After than, you can run
[sash@srv log]$ sudo smartctl -t offline /dev/hdc
and check that Offline_Uncorrectable
goes to 0, meaning that the offline check will be able to remap the bad sector:
[sash@srv log]$ sudo smartctl -A /dev/hdc ... 197 Current_Pending_Sector 0x0008 253 253 000 Old_age Offline - 1 198 Offline_Uncorrectable 0x0008 253 252 000 Old_age Offline - 0 ...
Then run
[sash@srv log]$ sudo smartctl -t long /dev/hdc
and at the end verify
[sash@srv log]$ sudo smartctl -A -t selftest /dev/hdc ... 197 Current_Pending_Sector 0x0008 253 253 000 Old_age Offline - 0 198 Offline_Uncorrectable 0x0008 253 252 000 Old_age Offline - 0 ...
on Maxtor HDs, for some reason, Reallocated_Sector_Ct
goes to 0 after a successful long test.
3.4 Reactivate the RAID
Now, when SMART checks fine, you can remove and re-add the partition to the RAID array, and watch it rebuild :-)

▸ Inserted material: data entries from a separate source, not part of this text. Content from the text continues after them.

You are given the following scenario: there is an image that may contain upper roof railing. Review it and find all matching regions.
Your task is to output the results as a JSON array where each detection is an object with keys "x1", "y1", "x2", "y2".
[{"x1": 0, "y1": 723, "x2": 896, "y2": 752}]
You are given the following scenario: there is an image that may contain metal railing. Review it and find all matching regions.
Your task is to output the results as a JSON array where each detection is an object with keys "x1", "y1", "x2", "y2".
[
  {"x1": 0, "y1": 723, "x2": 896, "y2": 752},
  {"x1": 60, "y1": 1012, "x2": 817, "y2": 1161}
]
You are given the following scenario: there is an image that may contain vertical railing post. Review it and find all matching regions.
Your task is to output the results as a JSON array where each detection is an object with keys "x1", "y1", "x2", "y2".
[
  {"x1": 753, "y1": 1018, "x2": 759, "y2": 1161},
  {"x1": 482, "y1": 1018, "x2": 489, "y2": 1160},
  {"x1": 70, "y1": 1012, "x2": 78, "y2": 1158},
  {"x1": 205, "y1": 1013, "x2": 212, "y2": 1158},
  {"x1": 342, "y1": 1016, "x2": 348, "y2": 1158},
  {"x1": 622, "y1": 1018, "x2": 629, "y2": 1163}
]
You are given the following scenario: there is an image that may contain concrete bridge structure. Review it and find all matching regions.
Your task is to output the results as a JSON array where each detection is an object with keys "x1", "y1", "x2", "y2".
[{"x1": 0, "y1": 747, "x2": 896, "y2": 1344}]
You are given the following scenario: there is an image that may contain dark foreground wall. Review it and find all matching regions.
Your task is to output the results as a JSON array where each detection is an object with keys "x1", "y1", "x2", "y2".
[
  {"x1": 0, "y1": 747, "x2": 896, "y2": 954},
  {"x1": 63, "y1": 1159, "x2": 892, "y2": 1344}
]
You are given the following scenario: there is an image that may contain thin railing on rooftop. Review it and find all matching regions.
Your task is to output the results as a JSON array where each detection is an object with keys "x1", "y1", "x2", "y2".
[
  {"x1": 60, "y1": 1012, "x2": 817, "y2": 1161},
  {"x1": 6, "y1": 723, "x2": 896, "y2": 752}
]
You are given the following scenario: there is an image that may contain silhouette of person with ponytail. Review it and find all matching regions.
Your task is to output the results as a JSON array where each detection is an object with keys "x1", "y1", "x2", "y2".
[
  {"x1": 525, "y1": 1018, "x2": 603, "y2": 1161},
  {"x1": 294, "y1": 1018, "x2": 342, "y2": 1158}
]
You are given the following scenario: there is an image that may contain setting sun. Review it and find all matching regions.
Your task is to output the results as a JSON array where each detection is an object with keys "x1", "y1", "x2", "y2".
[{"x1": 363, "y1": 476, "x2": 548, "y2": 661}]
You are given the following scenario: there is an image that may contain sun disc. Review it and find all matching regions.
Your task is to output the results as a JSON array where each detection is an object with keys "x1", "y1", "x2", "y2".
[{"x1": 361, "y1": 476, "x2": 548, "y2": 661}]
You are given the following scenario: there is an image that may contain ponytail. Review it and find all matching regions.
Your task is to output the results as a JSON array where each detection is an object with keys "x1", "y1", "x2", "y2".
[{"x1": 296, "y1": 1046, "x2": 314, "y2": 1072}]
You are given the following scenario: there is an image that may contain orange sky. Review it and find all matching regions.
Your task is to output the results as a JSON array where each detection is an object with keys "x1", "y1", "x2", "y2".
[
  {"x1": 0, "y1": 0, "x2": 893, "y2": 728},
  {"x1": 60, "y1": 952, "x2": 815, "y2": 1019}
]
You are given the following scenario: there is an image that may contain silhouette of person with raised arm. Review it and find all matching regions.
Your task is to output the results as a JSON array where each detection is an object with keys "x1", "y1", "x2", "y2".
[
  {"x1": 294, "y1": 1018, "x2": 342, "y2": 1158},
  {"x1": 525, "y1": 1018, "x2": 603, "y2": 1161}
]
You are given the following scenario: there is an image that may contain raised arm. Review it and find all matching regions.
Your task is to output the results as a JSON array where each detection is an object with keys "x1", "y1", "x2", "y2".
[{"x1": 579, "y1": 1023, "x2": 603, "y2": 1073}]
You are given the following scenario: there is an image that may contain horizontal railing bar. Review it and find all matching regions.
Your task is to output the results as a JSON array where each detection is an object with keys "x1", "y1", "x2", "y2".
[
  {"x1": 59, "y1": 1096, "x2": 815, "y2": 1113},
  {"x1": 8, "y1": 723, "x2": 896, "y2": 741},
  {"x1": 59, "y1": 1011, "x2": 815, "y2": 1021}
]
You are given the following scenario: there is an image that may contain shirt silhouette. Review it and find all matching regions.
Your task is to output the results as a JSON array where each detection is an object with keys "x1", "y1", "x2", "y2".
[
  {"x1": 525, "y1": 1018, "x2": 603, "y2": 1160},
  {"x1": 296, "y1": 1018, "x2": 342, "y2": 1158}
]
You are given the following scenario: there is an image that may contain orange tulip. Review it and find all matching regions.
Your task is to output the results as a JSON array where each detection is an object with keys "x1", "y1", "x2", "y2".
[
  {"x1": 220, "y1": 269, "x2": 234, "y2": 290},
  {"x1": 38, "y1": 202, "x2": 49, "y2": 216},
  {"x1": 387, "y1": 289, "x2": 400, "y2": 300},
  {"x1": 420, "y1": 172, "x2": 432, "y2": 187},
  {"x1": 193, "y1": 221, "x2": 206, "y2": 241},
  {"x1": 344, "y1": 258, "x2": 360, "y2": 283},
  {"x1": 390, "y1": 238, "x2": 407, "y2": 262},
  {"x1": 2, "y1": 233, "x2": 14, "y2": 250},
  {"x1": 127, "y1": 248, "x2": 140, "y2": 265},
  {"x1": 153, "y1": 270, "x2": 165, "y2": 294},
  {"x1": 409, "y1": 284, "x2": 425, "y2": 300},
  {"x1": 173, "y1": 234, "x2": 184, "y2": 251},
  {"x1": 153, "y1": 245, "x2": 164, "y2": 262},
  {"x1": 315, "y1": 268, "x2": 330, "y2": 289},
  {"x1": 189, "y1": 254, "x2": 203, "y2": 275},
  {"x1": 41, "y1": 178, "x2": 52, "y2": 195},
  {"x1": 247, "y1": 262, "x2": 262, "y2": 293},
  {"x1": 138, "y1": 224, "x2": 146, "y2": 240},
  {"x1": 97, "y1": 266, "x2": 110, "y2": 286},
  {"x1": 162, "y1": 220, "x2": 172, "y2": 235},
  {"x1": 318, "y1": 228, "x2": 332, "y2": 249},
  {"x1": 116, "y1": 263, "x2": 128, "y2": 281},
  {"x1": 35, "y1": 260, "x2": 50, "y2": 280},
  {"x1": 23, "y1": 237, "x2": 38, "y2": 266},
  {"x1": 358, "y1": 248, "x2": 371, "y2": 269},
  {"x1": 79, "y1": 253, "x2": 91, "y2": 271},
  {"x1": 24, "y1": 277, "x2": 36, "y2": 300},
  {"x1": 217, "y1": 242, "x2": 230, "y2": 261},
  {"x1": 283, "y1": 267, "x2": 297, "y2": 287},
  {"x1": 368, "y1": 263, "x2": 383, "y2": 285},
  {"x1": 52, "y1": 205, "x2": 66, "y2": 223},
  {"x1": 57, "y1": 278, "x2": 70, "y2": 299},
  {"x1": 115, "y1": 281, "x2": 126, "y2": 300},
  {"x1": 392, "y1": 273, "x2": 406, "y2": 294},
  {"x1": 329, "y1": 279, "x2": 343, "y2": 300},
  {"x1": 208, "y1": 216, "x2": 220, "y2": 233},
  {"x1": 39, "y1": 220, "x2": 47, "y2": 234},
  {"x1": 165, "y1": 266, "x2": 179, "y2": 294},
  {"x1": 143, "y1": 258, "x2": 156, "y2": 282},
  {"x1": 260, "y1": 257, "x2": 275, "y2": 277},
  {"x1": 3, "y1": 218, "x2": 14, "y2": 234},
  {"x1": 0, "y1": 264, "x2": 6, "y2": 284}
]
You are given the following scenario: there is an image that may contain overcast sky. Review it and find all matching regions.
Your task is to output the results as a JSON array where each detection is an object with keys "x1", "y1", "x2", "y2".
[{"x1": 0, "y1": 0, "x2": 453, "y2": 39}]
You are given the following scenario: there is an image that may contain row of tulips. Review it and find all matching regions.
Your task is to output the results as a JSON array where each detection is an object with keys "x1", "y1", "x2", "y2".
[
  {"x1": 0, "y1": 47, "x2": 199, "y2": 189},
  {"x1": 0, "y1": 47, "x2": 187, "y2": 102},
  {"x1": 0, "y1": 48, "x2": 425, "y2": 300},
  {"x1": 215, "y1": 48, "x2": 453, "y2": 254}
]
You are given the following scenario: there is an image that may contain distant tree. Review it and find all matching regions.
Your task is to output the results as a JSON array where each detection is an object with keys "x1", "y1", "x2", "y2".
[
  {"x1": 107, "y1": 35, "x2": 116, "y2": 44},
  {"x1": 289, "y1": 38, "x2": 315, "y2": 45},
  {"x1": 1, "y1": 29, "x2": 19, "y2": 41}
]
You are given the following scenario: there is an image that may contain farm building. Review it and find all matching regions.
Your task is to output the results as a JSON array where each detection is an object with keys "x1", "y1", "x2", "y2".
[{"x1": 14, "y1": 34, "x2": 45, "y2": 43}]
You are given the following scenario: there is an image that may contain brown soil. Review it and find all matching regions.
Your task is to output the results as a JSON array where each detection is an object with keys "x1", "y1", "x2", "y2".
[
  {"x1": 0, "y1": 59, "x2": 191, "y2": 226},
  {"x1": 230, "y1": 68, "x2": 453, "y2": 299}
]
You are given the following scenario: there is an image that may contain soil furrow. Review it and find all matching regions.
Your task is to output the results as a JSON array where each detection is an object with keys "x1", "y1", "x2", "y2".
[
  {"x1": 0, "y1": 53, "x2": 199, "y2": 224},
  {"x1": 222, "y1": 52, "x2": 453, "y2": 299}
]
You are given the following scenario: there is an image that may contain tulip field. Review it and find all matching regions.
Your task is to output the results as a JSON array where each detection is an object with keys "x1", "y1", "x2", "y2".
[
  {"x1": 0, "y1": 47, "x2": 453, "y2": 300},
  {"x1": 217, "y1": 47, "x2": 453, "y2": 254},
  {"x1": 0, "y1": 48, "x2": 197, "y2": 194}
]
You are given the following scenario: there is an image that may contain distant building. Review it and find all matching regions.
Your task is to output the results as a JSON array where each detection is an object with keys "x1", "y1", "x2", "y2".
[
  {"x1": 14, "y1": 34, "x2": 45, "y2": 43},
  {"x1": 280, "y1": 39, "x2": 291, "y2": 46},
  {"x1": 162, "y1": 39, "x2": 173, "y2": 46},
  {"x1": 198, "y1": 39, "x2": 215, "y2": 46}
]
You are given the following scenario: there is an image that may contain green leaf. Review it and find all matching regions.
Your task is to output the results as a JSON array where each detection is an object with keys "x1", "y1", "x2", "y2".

[sash@srv log]$ sudo mdadm /dev/md2 --remove /dev/hdc2 mdadm: hot removed /dev/hdc2 [sash@srv log]$ sudo mdadm /dev/md2 --add /dev/hdc2 mdadm: hot added /dev/hdc2 [sash@srv log]$ mdadm /dev/md2 --detail .... [sergio@daq-pc sergio]$ cat /proc/mdstat Personalities : [raid1] md1 : active raid1 sda2[2] sdb2[1] 40957632 blocks [2/1] [_U] [>....................] recovery = 2.8% (1174592/40957632) finish=12.4min speed=53390K/sec md0 : active raid1 sda1[0] sdb1[1] 15358016 blocks [2/2] [UU]
3.5 Conclusions
In the end, the disk that caused the error is back to work, with no (apparent) bad blocks. Now, if it was not a RAID disk, I would throw it away immediately, since the fact that the sector was not reallocated before hitting a hard error is a very bad sign, that the error rates are so high (or happen so suddently) that the on-disk controller does not cope. But, as part of an array, it can still be very useful, as the probability of both disks going bad in the same data area is still very low. So I'll keep using it, but it must stay under control: from now on I will be running weekly a smartctl -t long
on all disks.
3.6 Update, a few months later
The same Maxtor disk had some trouble, and the raid did not help. I do not really know what happened, because the /
mount (from /dev/md0
) went read-only, and so there is no log and no emergency mail. I just see an error in the SMART log and that /dev/sda
has been kicked out of both RAID shares; and I had a lot of trouble to get things restarted - the filesystem had a lot of bad inodes, and I still do not know how much of it is damaged (apparently the system is ok, but it's hard to tell with thousands of system files...). Anyway, so much for my idea that a bad disk in a RAID was better than nothing - I very much suspect that this would not have happened without that disk.